Description
Arq was the first real open source project I ever created, back in 2016. That was long before Pydantic, FastAPI, ParamSpec, or even Redis Streams.
I remember a sense of incredulity that I couldn't find an async variant of rq (which I was helping to maintain at the time), surely I wasn't the only person wanting to queue jobs in async code? Apparently at the time I was.
Fast forward eight years, and I'm definitely not the only person trying to queue jobs in an async world.
Hence my incredulity has only grown - there's still no ubiquitous queuing library for async Python, and despite neglect, Arq still seems to work well for lots of people, I've used it in every role I've had since, and for the most part it just works.

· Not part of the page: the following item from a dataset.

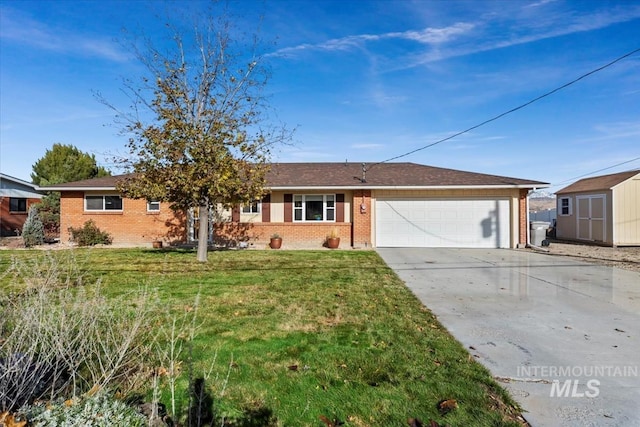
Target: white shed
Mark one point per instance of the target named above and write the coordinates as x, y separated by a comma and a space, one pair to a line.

That said, Arq needs some love, and since we're now using it at Pydantic, I think we should have the resources to provide that love later this year. This is a rough plan of what I propose to do.
Feedback very welcome from all, but especially @JonasKs and @pydantic-maintainers (who apparently I can't tag here :-()
In summary I want to significantly refactor the internals, and update the API in a backwards compatible way.
1. ParamSpec
and type safety 🚧
The most important change we should make is to make Arq typesafe using ParamSpec
and Concatenate
, I have a partially working demonstration of how this will work below.
We'll provide the same or similar method for enqueuing a job via it's name for cases where the worker code is not accessible where jobs are enqueued.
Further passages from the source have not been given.